Gran Bretaña/Canadá/EE.UU., 2019

Dirección: John S. Baird

Guion: Steve Pope y “A. J.” Marriot, inspirada en Stan & Ollie: The Britisih Tours

Duración: 98 minutos

Intérpretes: John C. Reilly, Steve Coogan, Shirley Henderson, Nina Arianda, Rufus Jones, Danny Huston

Estreno exclusivamente en Netflix.

“Para el año 1937, Stan Laurel y Oliver Hardy habían alcanzado el pináculo de su carrera”, dice una placa al comienzo de Stan & Ollie, y uno piensa: entonces lo que viene de ahí en más es decadencia. Y recuerda la afición morbosa de los biopics recientes sobre grandes glorias del espectáculo (Ray, Walk the Line, La vie en rose, Judy) por patear al caído. Y se prepara para lo peor. Por suerte, nada que ver. Si bien Stan & Ollie los muestra en su descenso, ese descenso es suave como una colina. El realizador escocés Jon S. Baird deja ver, a lo largo de los 98 minutos de metraje, una suavidad semejante hacia sus héroes, un cariño que hace tiempo no se veía entre demiurgo y personajes. La película acompaña, protege, contiene sin una sola recaída a quienes aquí conocemos como “El Gordo y el Flaco”, evitando todo golpe bajo, toda especulación, toda sensiblería. Stan & Ollie quiere sin aflojar la cincha ni un instante a quienes durante el primer lustro del cine sonoro supieron ser el dúo cómico más popular del mundo. Generosa, la película de Baird se hace una con sus personajes. Y no sólo los protagonistas.
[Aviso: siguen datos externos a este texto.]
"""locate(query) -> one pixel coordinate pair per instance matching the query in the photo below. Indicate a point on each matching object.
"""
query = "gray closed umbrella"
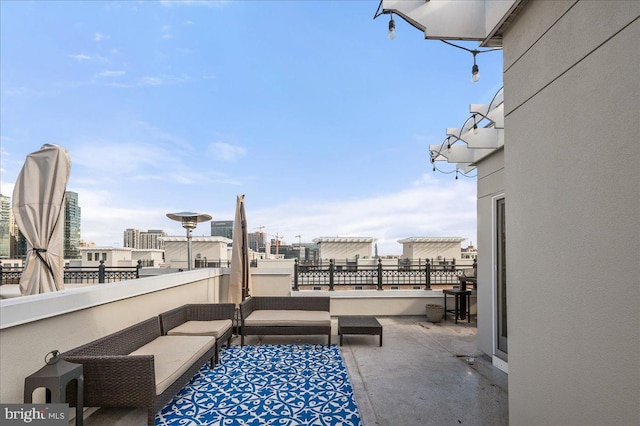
(38, 199)
(240, 276)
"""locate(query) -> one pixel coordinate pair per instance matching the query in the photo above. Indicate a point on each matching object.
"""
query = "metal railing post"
(101, 272)
(427, 274)
(331, 269)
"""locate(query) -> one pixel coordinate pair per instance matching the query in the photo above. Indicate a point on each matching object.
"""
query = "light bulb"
(475, 73)
(392, 29)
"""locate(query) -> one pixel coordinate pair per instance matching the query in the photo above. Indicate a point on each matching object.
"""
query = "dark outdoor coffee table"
(359, 325)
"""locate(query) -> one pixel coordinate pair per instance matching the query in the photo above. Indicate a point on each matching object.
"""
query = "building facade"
(258, 241)
(447, 248)
(72, 218)
(131, 238)
(151, 239)
(222, 228)
(5, 227)
(344, 248)
(565, 179)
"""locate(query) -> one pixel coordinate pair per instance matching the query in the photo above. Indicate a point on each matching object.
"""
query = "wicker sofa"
(202, 319)
(284, 315)
(139, 367)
Los malos biopics quedan atrapados en la mera mimesis física de actor y personaje, recurriendo para ello a arrugas, emplastros y otras fealdades. Los buenos biopics parten de allí, para buscar una forma de conexión más profunda con el espíritu de los protagonistas. La conversión de John C. Reilly y Steve Coogan en Oliver Hardy y Stan Laurel es asombrosa e imbatible (ambos están maravillosos). La sección maquillaje funciona con tanta discreción como todo lo demás en esta verdadera “tapada”, que Netflix estrena en Argentina con unos añitos de retraso. La papada de Oliver es la papada de Oliver, las orejas en punta de Stan, lo mismo. Primer paso para lograr en el espectador el encantamiento de estar, aunque sea un poco, ante los personajes reales. Y los que los que no los conocieron no se pierden nada, porque la película construye un mundo autosuficiente.
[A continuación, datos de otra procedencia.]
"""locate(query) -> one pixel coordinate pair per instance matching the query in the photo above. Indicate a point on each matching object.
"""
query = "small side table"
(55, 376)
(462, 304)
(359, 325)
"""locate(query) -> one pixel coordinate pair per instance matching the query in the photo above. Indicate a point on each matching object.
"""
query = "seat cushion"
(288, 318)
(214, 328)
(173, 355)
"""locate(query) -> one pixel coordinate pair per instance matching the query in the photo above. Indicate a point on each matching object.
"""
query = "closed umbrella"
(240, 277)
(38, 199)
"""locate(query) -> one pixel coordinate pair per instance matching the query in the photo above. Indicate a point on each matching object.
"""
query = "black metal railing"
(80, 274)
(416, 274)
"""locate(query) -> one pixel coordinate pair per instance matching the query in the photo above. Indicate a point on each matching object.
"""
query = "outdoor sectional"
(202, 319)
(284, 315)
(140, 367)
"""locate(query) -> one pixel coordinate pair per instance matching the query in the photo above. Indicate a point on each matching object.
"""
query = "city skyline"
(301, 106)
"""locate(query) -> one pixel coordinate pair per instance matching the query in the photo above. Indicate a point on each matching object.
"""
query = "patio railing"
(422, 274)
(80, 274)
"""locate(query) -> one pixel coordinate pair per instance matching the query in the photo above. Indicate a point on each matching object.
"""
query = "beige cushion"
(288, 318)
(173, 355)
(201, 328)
Dueño de esa segunda intención afilada, eventualmente corrosiva y en ocasiones agresiva que suele identificarse con el humor inglés, Stan escribe meticulosamente la clase de diálogos brillantes sobre los cuales el tiempo parecería no pasar. Oliver, a quien sus íntimos llaman Babe, es el ingenuo y querendón, eventualmente mujeriego (su compañero no le va en zaga) y con tendencia a quedarse sin un níquel por su compulsión a apostarle a los “burros”. Ambos terminarán casados por tercera o cuarta vez. Inspirada en el libro Laurel & Hardy: The British Tours, la película escrita por Jeff Pope y “A. J.” Marriot toma al Gordo y el Flaco en 1952, cuando, extinguida su fama cinematográfica, se ven obligados a una larga gira por Inglaterra. Empiezan alojándose en una posada que en su marquesina anuncia sin vueltas “Botellas y vasos”. Sintomático de la indeclinable dignidad con que los héroes abordan los peores momentos, recién ingresados al “Botellas y Vasos” y ante una recepcionista que no tiene ni idea de quiénes son, los socios improvisarán una rutina de las suyas. Ahora sí, la chica los reconoce.
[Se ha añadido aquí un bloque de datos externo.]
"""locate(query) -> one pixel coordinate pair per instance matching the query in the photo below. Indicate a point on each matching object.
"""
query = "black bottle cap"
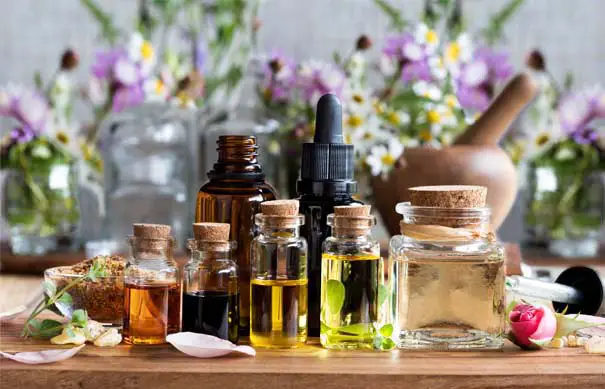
(587, 282)
(327, 164)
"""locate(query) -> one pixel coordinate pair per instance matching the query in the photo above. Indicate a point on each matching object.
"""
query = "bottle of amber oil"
(210, 291)
(152, 292)
(351, 278)
(279, 278)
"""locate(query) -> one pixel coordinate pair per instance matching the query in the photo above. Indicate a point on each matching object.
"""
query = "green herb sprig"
(60, 302)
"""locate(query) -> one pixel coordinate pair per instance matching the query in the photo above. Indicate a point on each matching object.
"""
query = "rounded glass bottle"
(210, 290)
(448, 279)
(152, 289)
(279, 284)
(352, 277)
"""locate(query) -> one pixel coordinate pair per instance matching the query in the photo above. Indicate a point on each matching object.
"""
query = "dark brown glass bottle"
(233, 195)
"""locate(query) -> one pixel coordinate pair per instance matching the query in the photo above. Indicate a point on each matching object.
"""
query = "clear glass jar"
(41, 208)
(447, 273)
(210, 290)
(279, 284)
(352, 276)
(565, 209)
(151, 173)
(152, 291)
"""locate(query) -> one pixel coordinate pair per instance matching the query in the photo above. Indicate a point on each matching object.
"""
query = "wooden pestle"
(493, 123)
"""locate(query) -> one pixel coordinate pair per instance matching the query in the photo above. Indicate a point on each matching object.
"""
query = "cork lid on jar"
(212, 236)
(280, 214)
(450, 206)
(355, 219)
(152, 237)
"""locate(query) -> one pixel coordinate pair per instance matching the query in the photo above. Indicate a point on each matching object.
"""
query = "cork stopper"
(354, 219)
(280, 208)
(151, 231)
(215, 232)
(153, 238)
(448, 196)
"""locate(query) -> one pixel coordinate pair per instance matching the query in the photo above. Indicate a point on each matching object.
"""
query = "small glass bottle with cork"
(279, 278)
(152, 288)
(448, 272)
(352, 281)
(210, 290)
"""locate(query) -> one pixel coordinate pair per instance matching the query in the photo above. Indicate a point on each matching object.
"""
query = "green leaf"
(108, 29)
(336, 296)
(50, 328)
(566, 325)
(359, 329)
(395, 16)
(386, 330)
(79, 318)
(50, 289)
Stan & Ollie plantea todo el tiempo un diálogo, múltiple y variado, entre la “realidad” (cuando se refiere al cine, la palabra se escribe siempre entre comillas) y la representación. Ollie no es un cascarrabias como su personaje sino un gordo buenazo. Laurel se parece más al que se sabía que era: el cerebro del dúo. En ocasiones la realidad imita la ficción, como cuando, igual que en uno de sus gags más celebrados, se les cae una valija pesadísima por una escalera. En otra oportunidad una envenenada pelea pública es recibida por los asistentes como si se tratara de un gag. Absolutamente clásica, la puesta en escena pasa de un plano a otro porque la escena pide ese pasaje. Emblemático de sus valores (éticos, no técnicos), Stan & Ollie se inicia con uno de esos planos-secuencia maratónicos, que tanto se usan ahora. Pero el espectador no advierte el virtuosismo, porque por una vez éste está al servicio de lo que la dinámica física de los personajes reclama. Bañada en una protectora luz acaramelada, la tercera película de Jon S. Baird es una pequeña gema.